I broke out into cathartic tears last night after my keta call. The last bits of unforgiving, resistance thought melted away into a profound perfection of being, beautiful beyond words. I feel deep love and appreciation for my keta and the intentions we share. My being was full of beauty of epic that I felt the shared mission to be…igniting global awakening.

How amazing to be nurturing a collective consciousness that can learn that much faster together, hold the intention stronger to reflect, purify, empower, and awaken beyond what any one being could do on their own… accomplishing eons worth of work in a matter of years or months that a single being would otherwise take lifetimes to reach. I feel the growth to be an exponential curve that would otherwise be a slow climbing plateu or dead end circle.

Sometimes it feels like magic how the conversation flows. How the points come together to reach epiphanies of perfection of being. How we are merging and vibing and triggering and laughing and allowing and questioning and finding our flow.

That we have a space to apply the teachings and practice shepherding each other.

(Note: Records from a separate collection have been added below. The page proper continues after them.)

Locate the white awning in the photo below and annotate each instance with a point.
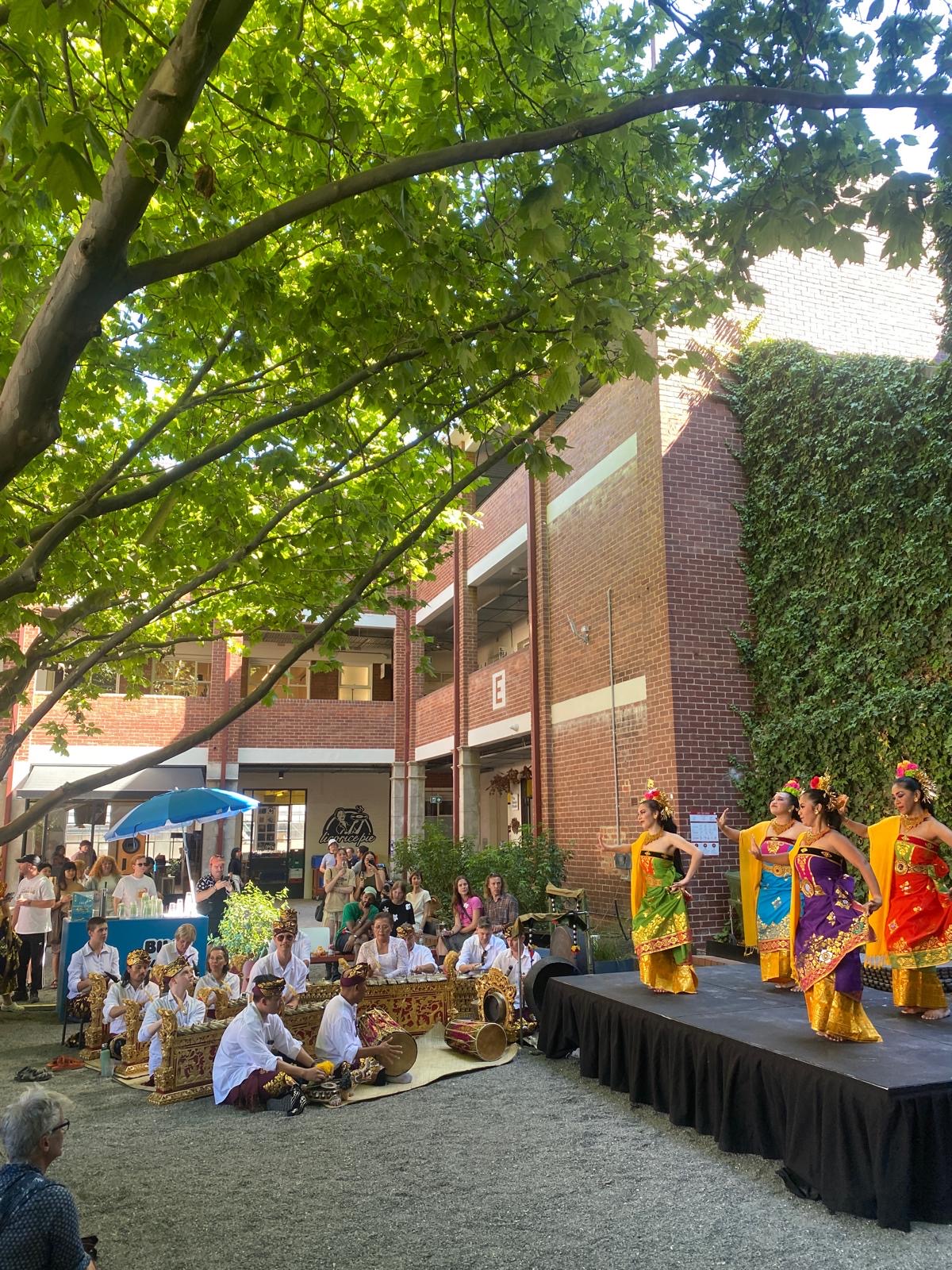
(44, 779)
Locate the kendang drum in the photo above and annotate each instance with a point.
(484, 1041)
(374, 1026)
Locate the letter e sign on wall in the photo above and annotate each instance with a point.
(498, 690)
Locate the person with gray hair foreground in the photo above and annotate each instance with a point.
(38, 1218)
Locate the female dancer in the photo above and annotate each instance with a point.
(828, 926)
(914, 930)
(766, 882)
(659, 916)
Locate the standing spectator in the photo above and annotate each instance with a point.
(32, 921)
(38, 1223)
(338, 886)
(213, 888)
(10, 956)
(498, 905)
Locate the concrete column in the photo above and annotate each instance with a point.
(467, 772)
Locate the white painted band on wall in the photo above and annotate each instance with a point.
(435, 749)
(501, 729)
(628, 692)
(589, 480)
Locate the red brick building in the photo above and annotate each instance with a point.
(582, 635)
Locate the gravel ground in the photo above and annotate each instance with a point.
(520, 1166)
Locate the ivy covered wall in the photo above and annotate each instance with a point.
(847, 529)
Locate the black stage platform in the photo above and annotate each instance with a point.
(869, 1127)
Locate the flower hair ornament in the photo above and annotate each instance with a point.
(653, 794)
(913, 772)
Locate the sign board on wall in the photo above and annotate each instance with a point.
(498, 690)
(704, 835)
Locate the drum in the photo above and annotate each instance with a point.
(374, 1026)
(482, 1041)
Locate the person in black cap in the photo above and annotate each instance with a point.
(32, 920)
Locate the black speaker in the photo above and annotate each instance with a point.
(536, 982)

Even just tuning into the call, before any words, I felt such a sense of belonging, support, love, and being a part of something greater than myself. I feel enveloped in an incredible field of powerful intention and support that is, without a doubt, accelerating my own individual progression as I commit and devote to the group mission. It’s as if the power of the group is giving me the substance, the support, how else can I say?…to apply these teachings that otherwise is rockier my oneself . I imagine myself reporting to an urgent mission of the universe and take it so seriously. Because it is real. Every inch of it is real. In fact, I’ve never felt so much reality in my life as I have engaging these teachings and community. And the more I engage the more real I feel it to be and the more serious my every thought orientation action and focus becomes. It’s like they are with me, my Keta, Benthino, and all we are serving. I have accountability. It’s like the whole mission depends on how I am moment to moment. This work and the community that I can share in nurturing this work…is a core pull of existence that lights everything else up.

Even simply sharing a field of awareness, I had a download of insights that healed my hangups of doubt and guilt I was struggling with earlier that day. There is so much potential to accelerate reality with a collective like this. So much magic and power and potential.